We shall invest in developing and rewarding talented researchers. Institutions will have more scope to allow talented researchers to concentrate on research. To improve the attractiveness of PhD study, there will be an increase in the minimum research council-funded PhD stipend from £8,000 this year to £12,000 by 2005–06, with extra resources for areas where recruitment is difficult, to bring the average up to over £13,000. I am sure that that will be welcomed in all quarters of the House. Extra resources will be made available to increase the average salary of a research council-funded postdoctoral researcher by £4,000 by 2005–06.

I recognise that a debate of this kind is an opportunity to identity to the Government ongoing problems, never to congratulate the Government, although I did receive from the noble Lord, Lord Oxburgh, a precise and welcome recognition that the White Paper does not reach every conceivable target, nor will it be welcomed in every quarter. It is an onus of intent built upon real expenditure over the next three years, but also a commitment to the painful process of how we increase significantly the resources available from society to meet its needs in terms of more highly trained people going through our universities and extra numbers going into higher education. It should guarantee that quality education will continue to be provided at a level to which we are accustomed and that universities will continue—what we should all recognise, and I think we do in this House—the excellent job that they do.

Our universities' record of achievement is acknowledged by the financial settlement that we have put in place. Higher education has not done well from public funding in the recent past. Since 1997 we have invested more, but this settlement shows that we are very serious in our commitment to HE. We are reversing years of under-investment with an increase in funding for higher education that averages more than 6 per cent above inflation for the next three years. It means that every part of the university world will be able to plan for the next three years in confidence on the basis of a secure future funding scheme which is substantial and generous.

These extra resources will help our universities to begin to upgrade buildings, to recruit and retain the best academics and to improve and expand teaching and research. The settlement demonstrates our commitment to ensure that the standards of teaching and learning in our universities are high and continue to improve. Students are entitled to high-quality teaching and those who teach well —just as those who carry out high-class research—are entitled to have their success rewarded properly.

The debate today has been constructive. There have been indications that in certain areas we need to move as rapidly as possible in order to meet the needs of HE staff.

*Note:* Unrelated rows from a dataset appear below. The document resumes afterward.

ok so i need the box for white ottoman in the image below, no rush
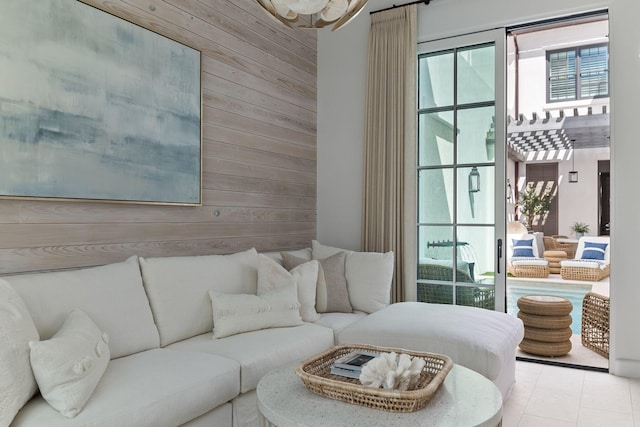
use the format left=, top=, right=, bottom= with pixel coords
left=337, top=302, right=524, bottom=400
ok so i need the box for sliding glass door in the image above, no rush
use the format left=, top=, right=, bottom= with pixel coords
left=416, top=29, right=506, bottom=312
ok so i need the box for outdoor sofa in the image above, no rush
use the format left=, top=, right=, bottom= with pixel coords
left=2, top=241, right=523, bottom=427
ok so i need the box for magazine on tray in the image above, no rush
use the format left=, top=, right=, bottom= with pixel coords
left=332, top=350, right=380, bottom=371
left=329, top=366, right=363, bottom=379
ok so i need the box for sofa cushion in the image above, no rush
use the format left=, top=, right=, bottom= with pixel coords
left=0, top=279, right=39, bottom=427
left=258, top=254, right=320, bottom=322
left=139, top=248, right=259, bottom=346
left=337, top=302, right=524, bottom=381
left=312, top=241, right=393, bottom=313
left=167, top=323, right=335, bottom=393
left=12, top=349, right=240, bottom=427
left=4, top=256, right=159, bottom=359
left=209, top=284, right=303, bottom=339
left=29, top=309, right=110, bottom=418
left=313, top=312, right=367, bottom=340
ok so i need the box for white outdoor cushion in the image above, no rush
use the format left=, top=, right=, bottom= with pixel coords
left=257, top=254, right=320, bottom=322
left=337, top=302, right=524, bottom=381
left=4, top=256, right=159, bottom=359
left=312, top=241, right=393, bottom=313
left=29, top=309, right=110, bottom=418
left=12, top=349, right=240, bottom=427
left=510, top=258, right=549, bottom=266
left=167, top=323, right=334, bottom=393
left=139, top=248, right=259, bottom=346
left=560, top=259, right=607, bottom=269
left=209, top=284, right=303, bottom=339
left=0, top=279, right=39, bottom=427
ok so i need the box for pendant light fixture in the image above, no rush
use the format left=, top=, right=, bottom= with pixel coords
left=569, top=139, right=578, bottom=183
left=255, top=0, right=368, bottom=31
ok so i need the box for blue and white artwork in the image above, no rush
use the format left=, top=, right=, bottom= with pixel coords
left=0, top=0, right=201, bottom=204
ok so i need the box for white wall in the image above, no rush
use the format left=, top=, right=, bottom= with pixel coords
left=317, top=0, right=640, bottom=377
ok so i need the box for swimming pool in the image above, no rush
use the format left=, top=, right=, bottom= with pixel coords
left=507, top=283, right=592, bottom=335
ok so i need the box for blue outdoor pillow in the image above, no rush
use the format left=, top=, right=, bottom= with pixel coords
left=581, top=241, right=608, bottom=260
left=512, top=239, right=535, bottom=257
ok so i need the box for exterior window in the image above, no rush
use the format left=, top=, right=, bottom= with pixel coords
left=547, top=44, right=608, bottom=102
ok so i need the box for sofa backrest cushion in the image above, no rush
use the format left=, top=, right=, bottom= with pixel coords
left=3, top=256, right=159, bottom=359
left=139, top=248, right=259, bottom=346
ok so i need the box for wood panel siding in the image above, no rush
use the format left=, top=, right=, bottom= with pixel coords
left=0, top=0, right=317, bottom=274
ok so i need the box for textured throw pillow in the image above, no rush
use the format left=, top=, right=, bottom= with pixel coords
left=29, top=309, right=110, bottom=418
left=257, top=254, right=321, bottom=322
left=0, top=279, right=39, bottom=427
left=209, top=283, right=303, bottom=339
left=315, top=251, right=352, bottom=313
left=512, top=238, right=535, bottom=257
left=312, top=241, right=393, bottom=314
left=581, top=241, right=608, bottom=260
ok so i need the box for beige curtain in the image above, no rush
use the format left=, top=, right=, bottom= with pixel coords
left=362, top=5, right=417, bottom=303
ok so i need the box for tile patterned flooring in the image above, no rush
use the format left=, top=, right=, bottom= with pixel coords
left=504, top=360, right=640, bottom=426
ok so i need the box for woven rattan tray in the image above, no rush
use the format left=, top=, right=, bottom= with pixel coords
left=295, top=344, right=453, bottom=413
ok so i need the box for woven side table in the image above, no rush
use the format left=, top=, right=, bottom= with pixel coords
left=517, top=295, right=573, bottom=357
left=543, top=250, right=567, bottom=274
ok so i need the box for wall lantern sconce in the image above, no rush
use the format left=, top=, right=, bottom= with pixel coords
left=468, top=167, right=481, bottom=193
left=506, top=179, right=514, bottom=203
left=569, top=139, right=578, bottom=183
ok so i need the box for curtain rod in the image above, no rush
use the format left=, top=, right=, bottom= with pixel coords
left=370, top=0, right=430, bottom=15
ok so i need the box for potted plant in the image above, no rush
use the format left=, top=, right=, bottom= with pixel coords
left=518, top=184, right=553, bottom=231
left=571, top=222, right=590, bottom=239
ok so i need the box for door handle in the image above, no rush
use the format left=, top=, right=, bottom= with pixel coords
left=497, top=239, right=503, bottom=274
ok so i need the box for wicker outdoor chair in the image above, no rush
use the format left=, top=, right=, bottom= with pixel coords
left=417, top=263, right=495, bottom=310
left=560, top=236, right=610, bottom=281
left=581, top=292, right=609, bottom=357
left=507, top=234, right=550, bottom=278
left=543, top=236, right=576, bottom=259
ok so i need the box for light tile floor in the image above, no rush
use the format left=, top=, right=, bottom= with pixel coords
left=504, top=361, right=640, bottom=426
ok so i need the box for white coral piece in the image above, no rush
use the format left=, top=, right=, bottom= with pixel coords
left=359, top=352, right=426, bottom=390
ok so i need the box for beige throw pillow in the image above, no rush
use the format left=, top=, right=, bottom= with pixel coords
left=258, top=254, right=321, bottom=322
left=312, top=240, right=393, bottom=313
left=0, top=279, right=39, bottom=427
left=313, top=251, right=352, bottom=313
left=209, top=283, right=303, bottom=339
left=29, top=309, right=110, bottom=418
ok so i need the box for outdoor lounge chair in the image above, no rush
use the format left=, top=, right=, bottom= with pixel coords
left=507, top=233, right=550, bottom=278
left=560, top=236, right=610, bottom=281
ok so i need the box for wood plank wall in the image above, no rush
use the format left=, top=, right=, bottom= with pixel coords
left=0, top=0, right=317, bottom=275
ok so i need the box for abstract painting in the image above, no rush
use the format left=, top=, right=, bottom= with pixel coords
left=0, top=0, right=201, bottom=205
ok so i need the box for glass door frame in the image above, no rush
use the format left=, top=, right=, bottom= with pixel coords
left=416, top=28, right=507, bottom=312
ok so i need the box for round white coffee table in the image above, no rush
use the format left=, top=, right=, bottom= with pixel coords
left=257, top=362, right=502, bottom=427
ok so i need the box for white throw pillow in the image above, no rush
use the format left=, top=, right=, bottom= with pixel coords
left=0, top=279, right=39, bottom=427
left=209, top=283, right=303, bottom=339
left=29, top=309, right=110, bottom=418
left=257, top=254, right=321, bottom=322
left=312, top=240, right=394, bottom=313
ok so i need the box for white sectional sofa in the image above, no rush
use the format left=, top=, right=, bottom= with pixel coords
left=2, top=243, right=523, bottom=427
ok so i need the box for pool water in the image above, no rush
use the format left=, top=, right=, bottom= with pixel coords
left=507, top=284, right=591, bottom=335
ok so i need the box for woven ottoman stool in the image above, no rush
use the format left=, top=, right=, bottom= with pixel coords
left=517, top=295, right=573, bottom=357
left=543, top=250, right=568, bottom=274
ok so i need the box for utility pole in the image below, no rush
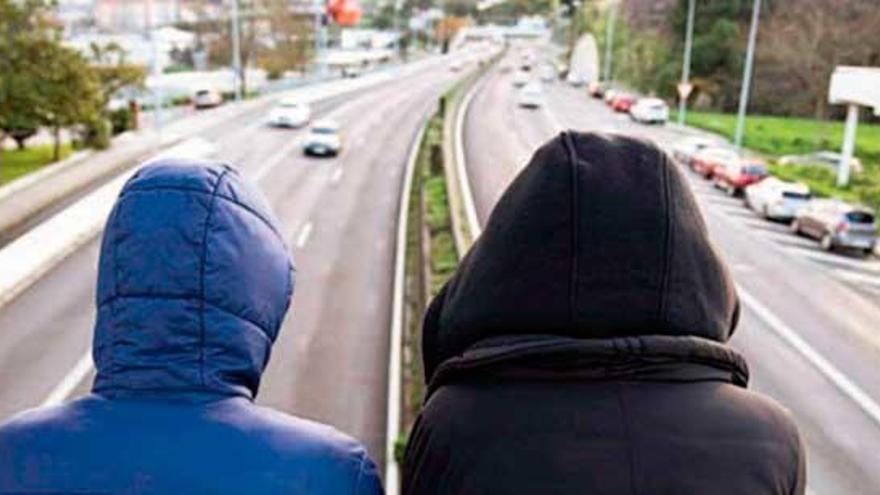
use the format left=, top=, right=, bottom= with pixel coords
left=230, top=0, right=242, bottom=102
left=734, top=0, right=761, bottom=153
left=145, top=0, right=162, bottom=137
left=677, top=0, right=695, bottom=125
left=313, top=0, right=326, bottom=75
left=602, top=1, right=617, bottom=83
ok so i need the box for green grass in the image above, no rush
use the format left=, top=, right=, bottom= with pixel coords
left=0, top=144, right=72, bottom=185
left=685, top=111, right=880, bottom=210
left=685, top=111, right=880, bottom=162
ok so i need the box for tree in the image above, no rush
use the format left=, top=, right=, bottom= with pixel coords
left=754, top=0, right=880, bottom=119
left=259, top=0, right=312, bottom=78
left=0, top=0, right=54, bottom=173
left=31, top=40, right=103, bottom=160
left=89, top=42, right=147, bottom=109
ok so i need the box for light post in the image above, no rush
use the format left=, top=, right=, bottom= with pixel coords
left=677, top=0, right=695, bottom=125
left=230, top=0, right=242, bottom=102
left=145, top=0, right=163, bottom=138
left=602, top=0, right=617, bottom=83
left=734, top=0, right=761, bottom=153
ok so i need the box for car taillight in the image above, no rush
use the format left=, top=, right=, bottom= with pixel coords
left=836, top=221, right=849, bottom=233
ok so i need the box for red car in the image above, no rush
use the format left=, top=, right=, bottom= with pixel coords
left=690, top=147, right=739, bottom=179
left=713, top=158, right=768, bottom=196
left=611, top=93, right=636, bottom=112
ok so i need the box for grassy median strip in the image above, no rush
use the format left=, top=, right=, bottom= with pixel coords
left=396, top=92, right=462, bottom=464
left=0, top=144, right=73, bottom=185
left=686, top=111, right=880, bottom=210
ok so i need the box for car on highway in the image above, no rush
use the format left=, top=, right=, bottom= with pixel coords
left=778, top=150, right=864, bottom=174
left=539, top=65, right=556, bottom=83
left=611, top=93, right=637, bottom=113
left=791, top=199, right=877, bottom=254
left=450, top=59, right=466, bottom=72
left=512, top=70, right=529, bottom=87
left=603, top=89, right=619, bottom=104
left=342, top=65, right=363, bottom=78
left=267, top=99, right=311, bottom=128
left=690, top=146, right=739, bottom=179
left=517, top=83, right=544, bottom=109
left=629, top=98, right=669, bottom=124
left=193, top=88, right=223, bottom=109
left=588, top=81, right=606, bottom=98
left=712, top=157, right=768, bottom=196
left=671, top=136, right=715, bottom=167
left=302, top=119, right=342, bottom=157
left=744, top=177, right=812, bottom=221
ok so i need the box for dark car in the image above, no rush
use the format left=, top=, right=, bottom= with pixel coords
left=792, top=199, right=877, bottom=255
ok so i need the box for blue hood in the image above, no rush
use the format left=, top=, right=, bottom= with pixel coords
left=92, top=160, right=294, bottom=400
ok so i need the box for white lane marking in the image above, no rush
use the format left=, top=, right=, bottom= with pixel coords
left=832, top=268, right=880, bottom=288
left=792, top=248, right=880, bottom=273
left=295, top=221, right=313, bottom=248
left=330, top=167, right=344, bottom=184
left=41, top=350, right=93, bottom=407
left=251, top=137, right=304, bottom=183
left=738, top=287, right=880, bottom=429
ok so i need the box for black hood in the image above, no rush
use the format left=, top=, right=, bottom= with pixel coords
left=423, top=132, right=739, bottom=382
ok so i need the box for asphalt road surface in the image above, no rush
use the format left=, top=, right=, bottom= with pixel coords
left=463, top=48, right=880, bottom=495
left=0, top=55, right=471, bottom=469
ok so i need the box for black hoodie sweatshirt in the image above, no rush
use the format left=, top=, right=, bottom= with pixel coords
left=403, top=132, right=805, bottom=495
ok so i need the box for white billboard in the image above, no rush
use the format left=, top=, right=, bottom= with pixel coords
left=828, top=66, right=880, bottom=116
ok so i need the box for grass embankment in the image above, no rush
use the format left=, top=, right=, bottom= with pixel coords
left=685, top=111, right=880, bottom=209
left=0, top=144, right=73, bottom=186
left=396, top=96, right=459, bottom=463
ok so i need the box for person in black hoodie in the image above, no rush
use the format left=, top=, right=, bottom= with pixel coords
left=402, top=132, right=805, bottom=495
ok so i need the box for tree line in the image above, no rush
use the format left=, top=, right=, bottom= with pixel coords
left=586, top=0, right=880, bottom=120
left=0, top=0, right=146, bottom=169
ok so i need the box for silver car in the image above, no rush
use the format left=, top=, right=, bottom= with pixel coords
left=792, top=199, right=876, bottom=255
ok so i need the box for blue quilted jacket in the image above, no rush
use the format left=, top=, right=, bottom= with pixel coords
left=0, top=161, right=384, bottom=494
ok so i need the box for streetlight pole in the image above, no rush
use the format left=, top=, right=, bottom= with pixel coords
left=145, top=0, right=162, bottom=137
left=230, top=0, right=242, bottom=102
left=734, top=0, right=761, bottom=152
left=677, top=0, right=695, bottom=125
left=602, top=1, right=617, bottom=83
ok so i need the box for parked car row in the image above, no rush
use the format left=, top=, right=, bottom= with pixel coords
left=673, top=136, right=877, bottom=256
left=589, top=82, right=670, bottom=125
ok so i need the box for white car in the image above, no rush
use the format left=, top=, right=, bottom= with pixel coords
left=268, top=99, right=311, bottom=128
left=671, top=136, right=716, bottom=166
left=630, top=98, right=669, bottom=124
left=539, top=65, right=556, bottom=83
left=512, top=70, right=529, bottom=87
left=193, top=88, right=223, bottom=109
left=517, top=83, right=544, bottom=109
left=302, top=120, right=342, bottom=156
left=744, top=177, right=812, bottom=221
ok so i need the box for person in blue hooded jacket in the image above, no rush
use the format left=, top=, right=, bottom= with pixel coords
left=0, top=160, right=384, bottom=494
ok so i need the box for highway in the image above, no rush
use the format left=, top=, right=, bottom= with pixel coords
left=0, top=55, right=470, bottom=469
left=461, top=47, right=880, bottom=495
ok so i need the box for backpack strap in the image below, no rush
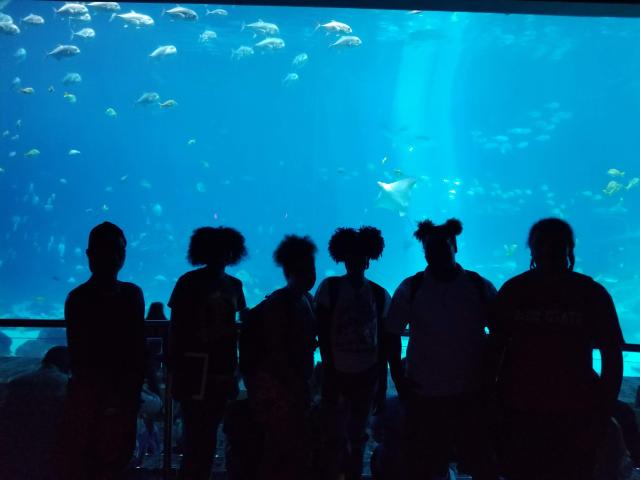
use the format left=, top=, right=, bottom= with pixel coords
left=407, top=271, right=424, bottom=305
left=317, top=277, right=340, bottom=368
left=368, top=281, right=388, bottom=324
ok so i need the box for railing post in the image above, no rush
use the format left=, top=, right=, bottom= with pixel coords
left=163, top=330, right=174, bottom=480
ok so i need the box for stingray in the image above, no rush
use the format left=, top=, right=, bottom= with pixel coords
left=376, top=178, right=417, bottom=216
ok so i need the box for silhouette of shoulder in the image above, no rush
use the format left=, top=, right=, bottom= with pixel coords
left=500, top=269, right=606, bottom=297
left=67, top=280, right=142, bottom=299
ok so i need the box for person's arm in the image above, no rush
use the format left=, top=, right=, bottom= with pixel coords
left=601, top=347, right=623, bottom=412
left=374, top=289, right=392, bottom=414
left=167, top=279, right=186, bottom=373
left=594, top=284, right=624, bottom=415
left=313, top=279, right=333, bottom=367
left=384, top=282, right=411, bottom=399
left=64, top=291, right=91, bottom=381
left=481, top=282, right=505, bottom=394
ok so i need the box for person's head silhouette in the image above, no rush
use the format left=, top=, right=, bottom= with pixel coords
left=274, top=235, right=317, bottom=294
left=86, top=222, right=126, bottom=279
left=42, top=346, right=70, bottom=374
left=527, top=218, right=575, bottom=272
left=328, top=226, right=385, bottom=280
left=414, top=219, right=463, bottom=278
left=146, top=301, right=167, bottom=320
left=187, top=226, right=247, bottom=273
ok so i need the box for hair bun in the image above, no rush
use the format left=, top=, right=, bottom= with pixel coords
left=445, top=218, right=463, bottom=236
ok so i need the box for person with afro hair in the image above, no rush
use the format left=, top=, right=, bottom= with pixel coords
left=314, top=226, right=391, bottom=480
left=386, top=218, right=499, bottom=480
left=168, top=226, right=248, bottom=480
left=490, top=218, right=624, bottom=479
left=243, top=234, right=318, bottom=480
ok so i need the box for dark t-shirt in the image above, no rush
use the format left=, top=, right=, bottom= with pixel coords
left=65, top=279, right=146, bottom=396
left=169, top=268, right=246, bottom=382
left=260, top=288, right=317, bottom=390
left=494, top=269, right=624, bottom=411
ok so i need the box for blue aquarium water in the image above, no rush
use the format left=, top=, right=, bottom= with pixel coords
left=1, top=2, right=640, bottom=349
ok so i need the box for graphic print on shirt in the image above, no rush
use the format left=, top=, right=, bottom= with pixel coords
left=333, top=293, right=377, bottom=356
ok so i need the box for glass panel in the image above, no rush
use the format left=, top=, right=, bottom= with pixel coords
left=1, top=2, right=640, bottom=327
left=2, top=2, right=640, bottom=340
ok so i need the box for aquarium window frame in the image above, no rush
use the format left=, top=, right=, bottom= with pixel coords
left=65, top=0, right=640, bottom=18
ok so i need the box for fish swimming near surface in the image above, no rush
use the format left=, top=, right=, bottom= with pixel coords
left=254, top=37, right=285, bottom=51
left=242, top=19, right=279, bottom=37
left=375, top=178, right=417, bottom=216
left=159, top=99, right=178, bottom=109
left=206, top=8, right=228, bottom=16
left=14, top=47, right=26, bottom=62
left=24, top=148, right=40, bottom=158
left=87, top=2, right=121, bottom=12
left=330, top=36, right=362, bottom=48
left=292, top=52, right=308, bottom=68
left=149, top=45, right=177, bottom=58
left=55, top=3, right=89, bottom=17
left=72, top=13, right=92, bottom=23
left=282, top=73, right=299, bottom=86
left=21, top=13, right=45, bottom=25
left=231, top=46, right=254, bottom=59
left=199, top=30, right=217, bottom=42
left=136, top=92, right=160, bottom=105
left=110, top=10, right=154, bottom=27
left=163, top=6, right=198, bottom=21
left=62, top=72, right=82, bottom=84
left=607, top=168, right=625, bottom=177
left=47, top=45, right=81, bottom=60
left=70, top=28, right=95, bottom=40
left=315, top=20, right=352, bottom=34
left=0, top=21, right=19, bottom=35
left=603, top=180, right=623, bottom=196
left=20, top=87, right=35, bottom=94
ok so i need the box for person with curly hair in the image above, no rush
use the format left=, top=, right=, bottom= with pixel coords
left=386, top=218, right=499, bottom=480
left=243, top=234, right=318, bottom=480
left=490, top=218, right=624, bottom=479
left=168, top=226, right=248, bottom=480
left=314, top=226, right=391, bottom=480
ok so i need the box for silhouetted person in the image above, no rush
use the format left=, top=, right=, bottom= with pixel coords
left=386, top=219, right=498, bottom=480
left=0, top=330, right=11, bottom=356
left=223, top=398, right=263, bottom=480
left=613, top=400, right=640, bottom=467
left=314, top=226, right=390, bottom=480
left=490, top=218, right=624, bottom=480
left=168, top=226, right=247, bottom=480
left=242, top=235, right=318, bottom=480
left=0, top=346, right=69, bottom=480
left=146, top=301, right=168, bottom=320
left=61, top=222, right=147, bottom=480
left=370, top=394, right=408, bottom=480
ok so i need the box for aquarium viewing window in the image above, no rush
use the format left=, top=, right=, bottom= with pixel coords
left=1, top=1, right=640, bottom=346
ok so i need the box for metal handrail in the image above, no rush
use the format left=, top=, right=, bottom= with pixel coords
left=0, top=318, right=174, bottom=480
left=2, top=317, right=640, bottom=480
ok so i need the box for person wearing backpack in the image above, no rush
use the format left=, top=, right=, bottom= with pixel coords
left=386, top=219, right=499, bottom=480
left=314, top=226, right=391, bottom=480
left=240, top=234, right=318, bottom=480
left=168, top=226, right=248, bottom=480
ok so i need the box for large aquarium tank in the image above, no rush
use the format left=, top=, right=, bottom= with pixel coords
left=1, top=1, right=640, bottom=349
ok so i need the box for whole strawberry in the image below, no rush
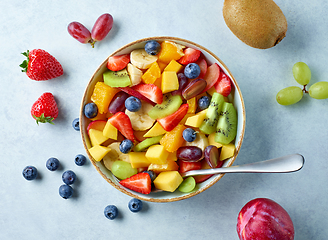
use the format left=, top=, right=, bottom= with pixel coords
left=20, top=49, right=63, bottom=81
left=31, top=92, right=59, bottom=124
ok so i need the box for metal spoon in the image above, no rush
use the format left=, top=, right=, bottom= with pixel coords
left=180, top=153, right=304, bottom=177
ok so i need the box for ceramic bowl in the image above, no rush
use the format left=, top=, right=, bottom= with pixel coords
left=80, top=36, right=246, bottom=203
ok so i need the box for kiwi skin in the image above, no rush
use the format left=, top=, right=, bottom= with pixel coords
left=223, top=0, right=287, bottom=49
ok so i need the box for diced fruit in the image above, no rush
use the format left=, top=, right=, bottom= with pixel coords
left=171, top=73, right=188, bottom=96
left=187, top=97, right=197, bottom=113
left=145, top=144, right=169, bottom=165
left=184, top=63, right=201, bottom=79
left=120, top=172, right=152, bottom=194
left=130, top=49, right=158, bottom=69
left=177, top=146, right=203, bottom=162
left=134, top=130, right=148, bottom=142
left=185, top=109, right=207, bottom=128
left=112, top=160, right=138, bottom=180
left=107, top=54, right=130, bottom=71
left=158, top=41, right=185, bottom=63
left=141, top=61, right=161, bottom=84
left=128, top=152, right=151, bottom=169
left=178, top=176, right=196, bottom=193
left=89, top=129, right=109, bottom=146
left=157, top=61, right=168, bottom=72
left=183, top=132, right=209, bottom=151
left=202, top=63, right=221, bottom=93
left=125, top=102, right=155, bottom=131
left=214, top=72, right=232, bottom=97
left=204, top=145, right=221, bottom=168
left=134, top=135, right=164, bottom=152
left=178, top=47, right=201, bottom=65
left=143, top=122, right=167, bottom=138
left=220, top=143, right=235, bottom=161
left=167, top=152, right=177, bottom=161
left=103, top=142, right=129, bottom=171
left=103, top=69, right=131, bottom=87
left=118, top=87, right=156, bottom=105
left=87, top=120, right=107, bottom=134
left=160, top=124, right=186, bottom=153
left=127, top=63, right=143, bottom=86
left=182, top=78, right=207, bottom=100
left=196, top=57, right=208, bottom=78
left=164, top=60, right=183, bottom=73
left=91, top=82, right=120, bottom=114
left=91, top=13, right=113, bottom=42
left=199, top=92, right=225, bottom=134
left=107, top=112, right=135, bottom=141
left=148, top=160, right=179, bottom=174
left=157, top=104, right=189, bottom=131
left=177, top=159, right=202, bottom=173
left=133, top=83, right=163, bottom=104
left=148, top=94, right=182, bottom=119
left=215, top=102, right=237, bottom=144
left=88, top=145, right=111, bottom=162
left=161, top=71, right=179, bottom=94
left=153, top=171, right=183, bottom=192
left=208, top=132, right=223, bottom=148
left=108, top=91, right=129, bottom=114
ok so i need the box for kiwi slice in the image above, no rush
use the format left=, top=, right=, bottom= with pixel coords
left=103, top=69, right=131, bottom=87
left=214, top=102, right=237, bottom=145
left=199, top=92, right=225, bottom=135
left=134, top=135, right=164, bottom=152
left=148, top=94, right=182, bottom=119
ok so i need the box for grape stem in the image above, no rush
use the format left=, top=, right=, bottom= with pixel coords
left=88, top=39, right=96, bottom=48
left=302, top=85, right=308, bottom=94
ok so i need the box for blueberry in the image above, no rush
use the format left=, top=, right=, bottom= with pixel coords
left=125, top=96, right=141, bottom=112
left=143, top=170, right=157, bottom=182
left=184, top=63, right=201, bottom=79
left=46, top=157, right=60, bottom=171
left=75, top=154, right=86, bottom=166
left=144, top=40, right=161, bottom=55
left=83, top=102, right=98, bottom=119
left=62, top=170, right=76, bottom=185
left=72, top=118, right=80, bottom=131
left=104, top=205, right=118, bottom=220
left=183, top=128, right=197, bottom=142
left=128, top=198, right=143, bottom=213
left=59, top=184, right=73, bottom=199
left=119, top=139, right=134, bottom=154
left=22, top=166, right=38, bottom=180
left=198, top=96, right=210, bottom=110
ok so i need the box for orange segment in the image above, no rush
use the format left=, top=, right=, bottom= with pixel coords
left=148, top=160, right=179, bottom=173
left=160, top=124, right=186, bottom=152
left=187, top=97, right=197, bottom=113
left=158, top=41, right=185, bottom=64
left=141, top=61, right=161, bottom=84
left=91, top=82, right=120, bottom=114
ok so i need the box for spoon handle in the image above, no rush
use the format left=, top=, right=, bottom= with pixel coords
left=180, top=153, right=305, bottom=177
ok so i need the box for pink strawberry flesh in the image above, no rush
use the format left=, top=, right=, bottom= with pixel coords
left=157, top=104, right=189, bottom=132
left=119, top=172, right=151, bottom=194
left=214, top=72, right=232, bottom=97
left=132, top=83, right=163, bottom=104
left=107, top=54, right=130, bottom=72
left=119, top=87, right=156, bottom=106
left=107, top=112, right=135, bottom=141
left=178, top=47, right=201, bottom=65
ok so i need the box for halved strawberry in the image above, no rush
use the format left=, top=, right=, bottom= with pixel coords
left=195, top=57, right=207, bottom=78
left=132, top=83, right=163, bottom=104
left=87, top=120, right=107, bottom=134
left=107, top=54, right=130, bottom=71
left=118, top=87, right=156, bottom=106
left=119, top=172, right=151, bottom=194
left=201, top=63, right=221, bottom=93
left=157, top=104, right=189, bottom=132
left=178, top=47, right=201, bottom=65
left=107, top=112, right=135, bottom=141
left=178, top=159, right=202, bottom=173
left=214, top=72, right=232, bottom=97
left=193, top=159, right=225, bottom=183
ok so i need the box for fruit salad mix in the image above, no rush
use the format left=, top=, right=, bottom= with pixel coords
left=83, top=39, right=238, bottom=194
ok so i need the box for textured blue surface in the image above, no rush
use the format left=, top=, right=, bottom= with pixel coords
left=1, top=0, right=327, bottom=239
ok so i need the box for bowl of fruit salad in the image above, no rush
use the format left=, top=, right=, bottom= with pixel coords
left=80, top=36, right=245, bottom=202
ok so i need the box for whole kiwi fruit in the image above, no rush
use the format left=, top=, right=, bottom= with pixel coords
left=223, top=0, right=287, bottom=49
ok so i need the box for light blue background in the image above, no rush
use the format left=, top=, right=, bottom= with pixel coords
left=1, top=0, right=327, bottom=239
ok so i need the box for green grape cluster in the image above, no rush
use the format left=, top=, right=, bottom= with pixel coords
left=276, top=62, right=328, bottom=105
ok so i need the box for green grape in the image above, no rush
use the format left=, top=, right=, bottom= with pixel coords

I emphasise that at the highest level, as noble Lords have recognised, the Prime Minister identified the problems with HE salaries before Christmas. We now have put in place a funding strategy that gives the universities an opportunity to close those gaps. Rome was not built in a day. I do not need to tell a former Chancellor of the Exchequer that it takes time for public expenditure to go through the system and to work effectively.

As noble Lords have indicated, it is also the case— and the noble Lord will know —that the Treasury is a hard task master, and that the way in which moneys are spent is always under its watchful eye. I am sure that he will appreciate that in introducing the debate today he has given the Government the opportunity to place on the record the fact that he has identified a problem, which we fully recognise, and we intend to meet the challenge that lies ahead.

9.2 p.m.

Lord Lamont of Lerwick

My Lords, I thank the Minister for his reply and all noble Lords who have spoken in the debate. I am the only non-expert who has spoken. All speakers seem to have been former lecturers or lecturers, heads of colleges or heads of universities. But the consensus has been quite clear. I think that there is a degree of scepticism whether the problem really will be tackled, despite the settlement that has been made. I beg leave to withdraw the Motion for Papers.

Motion for Papers, by leave, withdrawn.